Ближайшие два с половиной месяца принадлежат Н., а точнее, жившему много тысячелетий назад главному писцу славного Ирема, чьи таблички, сохранённые временем, Н. удалось обнаружить (впрочем, принадлежат всё же не полностью, поскольку я планировал написать для следующего года объёмный лекционный курс, посвящённый эволюции судебной системы Древнего Египта, начиная с воцарения первой династии и заканчивая временем захвата страны Александром Македонским).
Я, Иль, должен уведомить читателя[13], что весьма неразумно поступать так, как поступили старый Утухенгаль и сын его Намхани. В давние времена отправились они вместе с женой Намхани, молодой Нин-ти, бывшей на сносях, в путь через пустыню, поддавшись на уговоры Нин-ти, которая желала разрешиться от бремени в доме своего отца Нарамсина. Женщина – существо непостижимое, ибо носит внутри себя ничто, из которого рождает сыновей и дочерей, однако оно же смущает и помрачает её разум.
То, что история, которую я намереваюсь пересказать, завершилась благополучно, не должно послужить читателю примером, иными словами, не должен он брать свою готовую вот-вот родить жену и тащиться с ней через пустыню, усадив её на широкую спину самого спокойного осла, который только отыщется в его хозяйстве. Настоящая же история вовсе не должна была завершиться благополучно, и то, что это всё же произошло, повергает меня, Иля, в удивление и негодование. Я бы по-иному рассказал её, однако я, Иль, не могу пойти против истины, которой поклялся следовать, как бы ни была истина в иных случаях возмутительна и мне самому противна.

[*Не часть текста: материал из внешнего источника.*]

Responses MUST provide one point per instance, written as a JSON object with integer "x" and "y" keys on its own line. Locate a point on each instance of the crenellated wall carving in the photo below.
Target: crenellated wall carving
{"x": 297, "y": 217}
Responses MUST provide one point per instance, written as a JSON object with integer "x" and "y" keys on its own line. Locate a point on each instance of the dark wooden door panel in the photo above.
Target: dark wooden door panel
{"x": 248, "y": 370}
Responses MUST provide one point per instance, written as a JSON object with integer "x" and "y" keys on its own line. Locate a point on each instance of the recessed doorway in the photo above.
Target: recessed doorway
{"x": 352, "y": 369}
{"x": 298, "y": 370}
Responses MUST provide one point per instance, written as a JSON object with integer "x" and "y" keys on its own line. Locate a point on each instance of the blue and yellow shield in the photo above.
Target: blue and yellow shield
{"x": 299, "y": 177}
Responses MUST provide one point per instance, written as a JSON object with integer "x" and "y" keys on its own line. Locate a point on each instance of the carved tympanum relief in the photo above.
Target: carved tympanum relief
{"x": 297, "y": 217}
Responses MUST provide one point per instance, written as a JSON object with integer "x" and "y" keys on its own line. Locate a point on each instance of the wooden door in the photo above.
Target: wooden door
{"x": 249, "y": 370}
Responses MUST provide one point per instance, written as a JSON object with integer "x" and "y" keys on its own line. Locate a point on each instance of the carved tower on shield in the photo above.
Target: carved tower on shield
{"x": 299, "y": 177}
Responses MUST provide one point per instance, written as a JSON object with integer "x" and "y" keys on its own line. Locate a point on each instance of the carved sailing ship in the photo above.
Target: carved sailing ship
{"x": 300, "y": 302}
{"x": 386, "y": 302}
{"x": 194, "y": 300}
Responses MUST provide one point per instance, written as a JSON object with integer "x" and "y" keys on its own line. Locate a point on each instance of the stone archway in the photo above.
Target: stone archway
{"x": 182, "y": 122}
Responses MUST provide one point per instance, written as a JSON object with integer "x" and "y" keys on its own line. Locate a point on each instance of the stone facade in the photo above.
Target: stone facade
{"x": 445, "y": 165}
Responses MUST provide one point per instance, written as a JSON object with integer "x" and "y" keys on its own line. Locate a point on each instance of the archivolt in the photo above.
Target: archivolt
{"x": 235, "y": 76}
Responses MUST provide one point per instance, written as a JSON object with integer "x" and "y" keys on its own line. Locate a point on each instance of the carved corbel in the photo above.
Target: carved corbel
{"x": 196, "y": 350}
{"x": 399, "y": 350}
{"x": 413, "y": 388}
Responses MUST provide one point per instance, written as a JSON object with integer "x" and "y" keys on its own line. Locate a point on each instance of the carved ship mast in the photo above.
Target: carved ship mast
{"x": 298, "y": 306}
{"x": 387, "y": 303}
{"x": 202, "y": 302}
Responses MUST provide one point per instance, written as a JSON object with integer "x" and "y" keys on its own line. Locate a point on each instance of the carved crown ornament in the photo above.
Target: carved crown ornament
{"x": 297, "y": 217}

История эта случилась тогда, когда люди не умели ещё строить высоких ступенчатых башен и прокладывать в глубь пустыни оросительные каналы, и не знали, откуда взять огонь, и потому дожидались удара молнии в дерево, чтобы зажечь от него пучок сухих веток. В те времена было особенно опасно отправляться в дальнюю дорогу со слабой и ослабевшей из-за своего положения женщиной, едва державшейся на широкой спине осла, которого вёл под уздцы Намхани и за которым следовал старик Утухенгаль, также восседавший на осле и время от времени менявшийся с Намхани местами. Они покинули дом ещё на рассвете, когда на востоке только показались рога огненного телёнка, и должны были достичь дома Нарамсина не позднее вечера того же дня, однако Намхани взял с собой глиняный горшок с толстыми стенками, наполненный тлеющими углями, и пучок сухих веток на случай, если ночь застигнет их в пути. Это было весьма предусмотрительно и разумно, если можно говорить о предусмотрительности и разумности во всей этой истории, ведь Нин-ти то и дело просила вести осла помедленнее и жалобно вскрикивала всякий раз, когда покорное и осторожное животное случайно спотыкалось о лежащий в пыли камень или попадало копытом в небольшую ямку, коих множество было на их пути.